With routes from the B.C. Interior to the Lower Mainland severed by flooding and landslides, local trucking companies and their drivers are facing tough times.
Ryan Chambers, president of Vernon’s Chambers Transportation Group, said the company’s entire Vancouver fleet of roughly 40 trucks is sitting idle, and they have drivers who are stuck on the coast away from their homes and families.
It’s normal in the winter months to see one or two road closures at a time, he said, but the current situation is unprecedented.
“In my career — we’re a three generation family business — and even just talking to my dad, neither of us have ever seen something like this, ever,” Chambers said.
Chambers Transportation Group is primarily an industrial hauler that services a number of Okanagan-based saw mills. Chambers says the company has managed to redirect product for the time being, but worries the disruptions could lead to problems at local mills.
“There’s a whole bunch of mills that need to continue to try to do business, and when you cut off their ability to ship their product, they either need to stockpile product or they need to find new homes for their product, or they start to have to look at curtailing, which isn’t good for anybody,” he said.
Chambers says the company is fortunate to have 400 trucks in operation across the Pacific Northwest, meaning the trucks parked on the coast represent just 10 per cent of their overall fleet.
The situation is more dire for Vernon-based Clark Freightways, as the highway disruptions have swallowed 70 per cent of the company’s revenue.
“It’s been incredibly difficult,” said Jeff Readhead, director of operations. “And we continue to wait on word from the ministry on when they anticipate the highways to be open, as well as looking at alternate scenarios to help support the flow of essential goods and services into the Okanagan and surrounding areas.

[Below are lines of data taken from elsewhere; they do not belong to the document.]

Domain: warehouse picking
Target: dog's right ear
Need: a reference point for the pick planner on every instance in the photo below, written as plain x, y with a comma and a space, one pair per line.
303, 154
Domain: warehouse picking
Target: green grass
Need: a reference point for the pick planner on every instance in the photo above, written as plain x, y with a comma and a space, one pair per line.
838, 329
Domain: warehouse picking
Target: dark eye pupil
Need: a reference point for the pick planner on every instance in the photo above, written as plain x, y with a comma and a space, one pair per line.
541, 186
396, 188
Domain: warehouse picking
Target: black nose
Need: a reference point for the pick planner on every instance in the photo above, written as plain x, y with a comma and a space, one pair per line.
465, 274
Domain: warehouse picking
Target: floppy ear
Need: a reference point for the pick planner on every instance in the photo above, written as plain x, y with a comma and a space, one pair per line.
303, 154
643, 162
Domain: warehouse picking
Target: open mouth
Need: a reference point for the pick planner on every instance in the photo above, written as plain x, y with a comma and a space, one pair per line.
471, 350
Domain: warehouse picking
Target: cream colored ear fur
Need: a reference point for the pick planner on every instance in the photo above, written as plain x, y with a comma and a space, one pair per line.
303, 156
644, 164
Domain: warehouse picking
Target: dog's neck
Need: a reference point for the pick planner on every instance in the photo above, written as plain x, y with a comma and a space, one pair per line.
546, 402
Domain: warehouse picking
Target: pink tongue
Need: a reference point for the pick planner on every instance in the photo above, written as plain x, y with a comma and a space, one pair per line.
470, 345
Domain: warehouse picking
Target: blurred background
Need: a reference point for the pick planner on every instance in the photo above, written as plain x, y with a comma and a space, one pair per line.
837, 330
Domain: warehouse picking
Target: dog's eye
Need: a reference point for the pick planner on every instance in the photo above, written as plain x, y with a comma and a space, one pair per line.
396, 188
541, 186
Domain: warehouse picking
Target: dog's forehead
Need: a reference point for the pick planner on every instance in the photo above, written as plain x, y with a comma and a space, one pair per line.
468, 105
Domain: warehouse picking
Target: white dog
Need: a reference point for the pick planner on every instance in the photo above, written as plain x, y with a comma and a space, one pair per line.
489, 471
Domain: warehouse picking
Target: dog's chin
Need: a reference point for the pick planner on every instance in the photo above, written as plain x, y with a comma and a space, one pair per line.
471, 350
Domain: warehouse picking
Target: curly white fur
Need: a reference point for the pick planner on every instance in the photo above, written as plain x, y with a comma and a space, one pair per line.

“Once (the roads) do open we’re committed to working day and night with our dedicated team members to make sure we’re part of the solution in restocking those shelves in the Okanagan,” Readhead added.
Solutions in the short term are hard to come by. Readhead said the BC Trucking Association is working with the U.S. to allow truckers to re-route across the border and back up through Osoyoos, but Chambers says that involves too many hurdles for his company.
“First off most of the trucks that we operate in B.C. aren’t legal to drive in the United States,” Chambers said. “And for drivers to be able to cross the border as a professional driver, there’s a whole different sort of accreditation required.”
Instead, Chambers Transportation Group is looking at flying drivers trapped on the coast to areas unaffected by the road closures.
“For drivers, if they’re not working they’re not earning a living,” he said. “We’re doing everything we can to try to work with our drivers that are able to relocate on a short term basis to areas where they can work.”